One thing we haven’t discussed yet is the whole idea of forgiving. A recent NYTimes article addressed this act; its primary focus was on the act of asking for forgiveness. But there are two sides to every issue, and the other side to this one is being the one in the position to offer forgiveness.
To apply this idea to Doc Martin, we first have to establish whether either of these characters should ask for forgiveness or would be the one to offer to forgive. Martin has asked Louisa to forgive him several times already: when she’s giving birth; when they rescue James from Mrs. Tishell; and most recently, when he’s about to perform the AVM surgery.
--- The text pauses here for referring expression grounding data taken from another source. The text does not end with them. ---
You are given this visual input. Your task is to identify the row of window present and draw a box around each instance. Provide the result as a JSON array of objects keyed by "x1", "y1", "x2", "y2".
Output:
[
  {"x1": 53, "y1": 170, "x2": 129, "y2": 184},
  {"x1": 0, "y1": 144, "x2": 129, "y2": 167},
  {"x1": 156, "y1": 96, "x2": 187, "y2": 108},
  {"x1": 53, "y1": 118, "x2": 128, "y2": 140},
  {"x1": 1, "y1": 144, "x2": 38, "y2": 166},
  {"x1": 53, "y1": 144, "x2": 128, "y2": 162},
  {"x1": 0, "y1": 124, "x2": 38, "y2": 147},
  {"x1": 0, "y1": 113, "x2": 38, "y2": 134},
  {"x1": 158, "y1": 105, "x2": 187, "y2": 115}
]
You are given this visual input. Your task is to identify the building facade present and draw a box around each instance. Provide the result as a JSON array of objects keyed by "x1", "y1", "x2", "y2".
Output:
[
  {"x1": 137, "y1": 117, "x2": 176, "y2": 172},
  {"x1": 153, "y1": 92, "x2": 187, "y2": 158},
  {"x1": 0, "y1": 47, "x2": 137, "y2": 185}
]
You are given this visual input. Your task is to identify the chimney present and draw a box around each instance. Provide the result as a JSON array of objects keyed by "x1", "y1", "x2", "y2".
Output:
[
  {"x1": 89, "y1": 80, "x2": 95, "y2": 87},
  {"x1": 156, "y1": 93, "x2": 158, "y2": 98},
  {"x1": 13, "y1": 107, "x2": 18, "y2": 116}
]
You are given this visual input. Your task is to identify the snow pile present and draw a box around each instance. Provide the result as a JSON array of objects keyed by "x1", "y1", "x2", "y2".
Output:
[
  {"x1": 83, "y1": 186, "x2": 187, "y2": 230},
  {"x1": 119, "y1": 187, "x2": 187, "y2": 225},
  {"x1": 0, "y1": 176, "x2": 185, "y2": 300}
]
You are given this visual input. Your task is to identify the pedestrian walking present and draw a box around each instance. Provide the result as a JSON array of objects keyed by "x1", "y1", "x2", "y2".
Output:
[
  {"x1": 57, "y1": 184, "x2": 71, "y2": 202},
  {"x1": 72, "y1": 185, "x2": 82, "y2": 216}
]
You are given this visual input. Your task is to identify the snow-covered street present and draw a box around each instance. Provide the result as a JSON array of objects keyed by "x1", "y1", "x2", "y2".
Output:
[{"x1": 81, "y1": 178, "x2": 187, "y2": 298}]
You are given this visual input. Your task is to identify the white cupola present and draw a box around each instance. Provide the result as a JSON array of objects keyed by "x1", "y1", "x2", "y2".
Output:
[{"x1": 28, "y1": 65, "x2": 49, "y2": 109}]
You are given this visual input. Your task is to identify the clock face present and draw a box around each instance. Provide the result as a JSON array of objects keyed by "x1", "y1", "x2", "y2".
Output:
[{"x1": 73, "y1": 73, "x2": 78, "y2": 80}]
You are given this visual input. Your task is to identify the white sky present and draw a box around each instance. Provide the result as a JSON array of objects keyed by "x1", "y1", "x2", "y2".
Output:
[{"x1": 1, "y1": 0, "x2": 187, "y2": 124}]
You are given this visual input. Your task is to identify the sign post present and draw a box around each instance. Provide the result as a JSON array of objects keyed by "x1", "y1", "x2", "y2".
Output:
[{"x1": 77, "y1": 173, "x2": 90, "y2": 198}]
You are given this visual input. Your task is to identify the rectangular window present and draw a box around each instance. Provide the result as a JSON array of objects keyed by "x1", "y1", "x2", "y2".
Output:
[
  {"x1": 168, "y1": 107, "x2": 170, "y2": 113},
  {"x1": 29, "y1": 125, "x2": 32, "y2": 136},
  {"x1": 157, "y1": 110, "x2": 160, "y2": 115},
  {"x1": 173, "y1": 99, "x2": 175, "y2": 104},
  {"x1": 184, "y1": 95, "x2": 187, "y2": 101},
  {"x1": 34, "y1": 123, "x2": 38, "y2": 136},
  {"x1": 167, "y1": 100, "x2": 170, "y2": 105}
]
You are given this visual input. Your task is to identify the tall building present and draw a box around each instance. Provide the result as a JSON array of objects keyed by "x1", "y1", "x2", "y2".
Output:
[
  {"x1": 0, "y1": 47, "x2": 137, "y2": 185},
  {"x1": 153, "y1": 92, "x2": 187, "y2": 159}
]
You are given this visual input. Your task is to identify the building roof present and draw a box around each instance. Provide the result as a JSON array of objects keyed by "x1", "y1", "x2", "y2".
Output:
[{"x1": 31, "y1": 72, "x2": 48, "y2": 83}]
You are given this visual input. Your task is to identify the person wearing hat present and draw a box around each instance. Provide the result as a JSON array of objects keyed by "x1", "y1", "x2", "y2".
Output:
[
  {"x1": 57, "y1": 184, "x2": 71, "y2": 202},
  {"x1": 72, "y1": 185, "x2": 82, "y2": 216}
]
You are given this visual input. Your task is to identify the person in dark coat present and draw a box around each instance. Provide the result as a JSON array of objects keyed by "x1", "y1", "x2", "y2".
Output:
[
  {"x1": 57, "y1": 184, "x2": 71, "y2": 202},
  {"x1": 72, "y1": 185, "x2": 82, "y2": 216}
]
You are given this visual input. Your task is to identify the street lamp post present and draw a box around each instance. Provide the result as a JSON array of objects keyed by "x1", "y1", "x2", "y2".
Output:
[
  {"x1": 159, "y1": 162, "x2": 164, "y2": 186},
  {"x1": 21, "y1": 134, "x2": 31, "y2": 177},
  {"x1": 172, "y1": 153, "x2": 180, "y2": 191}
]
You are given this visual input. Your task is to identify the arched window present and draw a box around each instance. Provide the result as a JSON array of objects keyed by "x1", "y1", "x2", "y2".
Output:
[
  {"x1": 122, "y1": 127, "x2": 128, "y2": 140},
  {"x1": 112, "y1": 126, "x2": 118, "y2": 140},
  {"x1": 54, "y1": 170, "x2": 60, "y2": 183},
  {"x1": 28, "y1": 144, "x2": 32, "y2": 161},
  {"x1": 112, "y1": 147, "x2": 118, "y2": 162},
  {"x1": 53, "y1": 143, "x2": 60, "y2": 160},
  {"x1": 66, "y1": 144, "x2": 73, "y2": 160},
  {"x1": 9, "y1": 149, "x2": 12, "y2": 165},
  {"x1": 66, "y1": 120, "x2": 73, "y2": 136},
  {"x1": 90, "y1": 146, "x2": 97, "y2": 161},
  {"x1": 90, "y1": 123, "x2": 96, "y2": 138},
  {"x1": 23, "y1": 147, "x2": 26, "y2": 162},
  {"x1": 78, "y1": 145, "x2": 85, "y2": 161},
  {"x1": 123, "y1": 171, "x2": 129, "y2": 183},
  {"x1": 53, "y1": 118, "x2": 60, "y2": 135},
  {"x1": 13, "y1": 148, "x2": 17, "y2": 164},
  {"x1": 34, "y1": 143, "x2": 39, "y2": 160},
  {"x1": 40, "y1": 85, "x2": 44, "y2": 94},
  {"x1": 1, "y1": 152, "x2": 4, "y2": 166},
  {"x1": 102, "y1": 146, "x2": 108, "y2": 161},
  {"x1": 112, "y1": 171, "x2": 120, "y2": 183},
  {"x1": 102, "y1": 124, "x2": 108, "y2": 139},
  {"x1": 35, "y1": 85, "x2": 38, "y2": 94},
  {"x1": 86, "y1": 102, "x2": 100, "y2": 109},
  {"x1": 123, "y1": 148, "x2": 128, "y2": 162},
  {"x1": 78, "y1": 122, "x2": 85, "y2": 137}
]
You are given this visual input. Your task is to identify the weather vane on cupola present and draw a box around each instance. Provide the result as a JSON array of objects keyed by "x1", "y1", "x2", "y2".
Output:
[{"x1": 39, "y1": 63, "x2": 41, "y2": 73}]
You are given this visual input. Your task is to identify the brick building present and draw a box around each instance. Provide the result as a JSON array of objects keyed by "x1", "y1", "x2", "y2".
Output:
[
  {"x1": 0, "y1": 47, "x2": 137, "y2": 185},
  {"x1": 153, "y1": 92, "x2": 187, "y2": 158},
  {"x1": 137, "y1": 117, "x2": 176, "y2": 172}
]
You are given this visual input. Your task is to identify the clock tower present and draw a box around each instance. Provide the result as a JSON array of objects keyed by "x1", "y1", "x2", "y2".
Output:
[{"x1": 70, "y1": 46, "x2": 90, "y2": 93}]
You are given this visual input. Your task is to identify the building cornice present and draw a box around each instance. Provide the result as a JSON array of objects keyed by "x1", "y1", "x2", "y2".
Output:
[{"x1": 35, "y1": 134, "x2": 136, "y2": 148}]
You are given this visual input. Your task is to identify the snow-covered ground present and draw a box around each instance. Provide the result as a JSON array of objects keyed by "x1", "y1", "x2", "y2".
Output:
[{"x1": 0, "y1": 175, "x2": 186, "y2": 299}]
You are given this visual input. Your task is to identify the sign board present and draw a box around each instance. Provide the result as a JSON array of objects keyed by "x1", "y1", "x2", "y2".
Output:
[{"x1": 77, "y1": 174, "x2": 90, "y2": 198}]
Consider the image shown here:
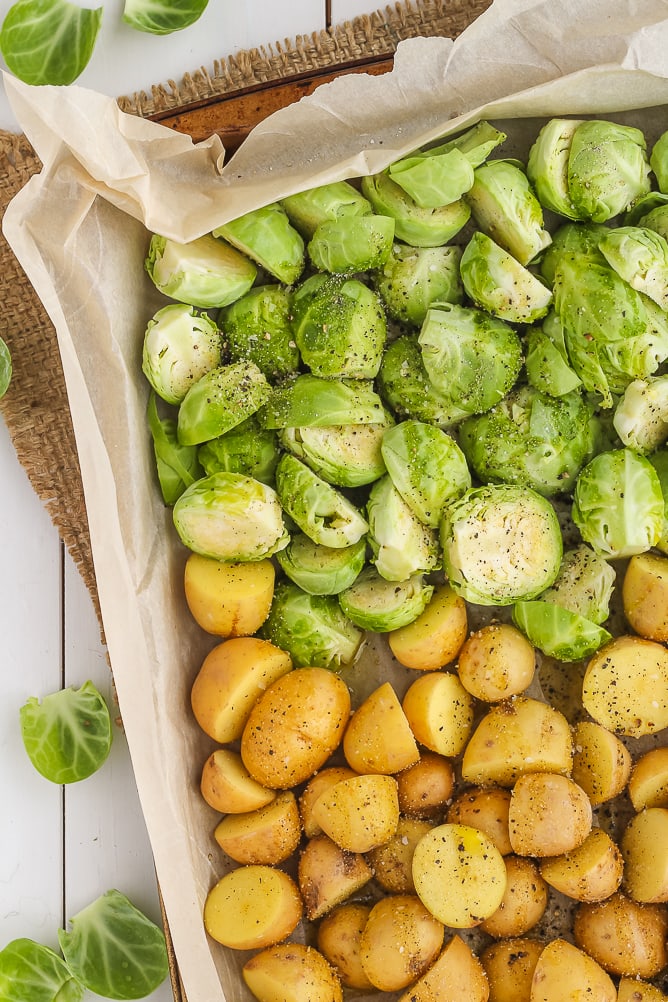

In the first instance, she was ready to ask for forgiveness too and they almost simultaneously decided to reach out to each other. On the second occasion, Martin was proximally responsible for James’ abduction because he allowed Mrs. T to care for James; but more globally it’s not entirely clear that he was the only one at fault for how Louisa reacted to his decision to leave Portwenn. It was Louisa who sort of became a moving target in that she had such mixed feelings about being in a relationship with him. In a sense we could say she owed him an apology for doubting he would want to be an active father and for making hasty decisions. The final time Martin asks for forgiveness she is sedated and may not even remember it, but he is primarily right when he says he hasn’t been a very good husband.
The NYTimes article quotes Frederic Luskin who runs the Forgiveness Project at Stanford University. Luskin’s work has identified nine steps to asking sincerely to be forgiven but the steps can be distilled to four. The first one is to “admit vulnerability,” which means you must admit your responsibility for causing others’ pain. It’s particularly important in families for the offending party to acknowledge that they have done something to hurt another family member.
The second step is to apologize sincerely. “A true, authentic apology is one in which the speaker says: ‘I’m sorry, because my poor choice of action or words directly caused harm to you. That it’s my bad and yours. And that I recognize you feel hurt as a direct relationship of what I did.’ ” Furthermore, according to Dr, Luskin, “when a person accepts responsibility and promises to make amends… it has an almost universally positive effect.”
Thirdly, people like to be asked for their forgiveness. It may seem obvious but approaching the person you think you’ve wronged and simply asking them to forgive you is important.
Lastly, those asking for forgiveness must thank the person for forgiving them. The final act must be a joint expression of gratitude for being asked to forgive and for offering to forgive.
When someone has offered to forgive and the offending party acknowledges the charity that’s been extended to them, that moment of receiving forgiveness “is this moment of true humanity when we are seen for who we really are and loved anyway.”
Once again, there’s no way to know if these steps were in the minds of those writing this show. Nevertheless, they’ve done a good job of following them IMO. They have left things quite lopsided though. Martin has so far been the one to admit fault thereby leaving himself vulnerable; he has promised to make amends, or change his behavior; and he has asked for forgiveness by appealing to Louisa each time to accept his apology and even to help him.
Louisa has responded favorably to the first two appeals and acted willing to take him back. At the Castle, she told him outright that she had been waiting to hear him say something nice. He has finally done that during this scene. The last time is different. Perhaps if she had not been in an operating room and prepped for surgery, she would have had a more welcoming response, but this time she isn’t ready to accept his confession. We haven’t seen her forgive him fully yet.
Since so much of S7 has been a reversal of what’s happened before, this time she should be the one to admit fault and ask for forgiveness. During the first 4 episodes Louisa has said “Thank You” to Martin numerous times, and that’s a good start. Maybe now that he has made a sincere effort to not only say he’s sorry, but to demonstrate by his actions that he really means it, she will express her gratitude by accepting his apology and complete the cycle of forgiveness.
Originally posted 2015-10-01 15:37:51.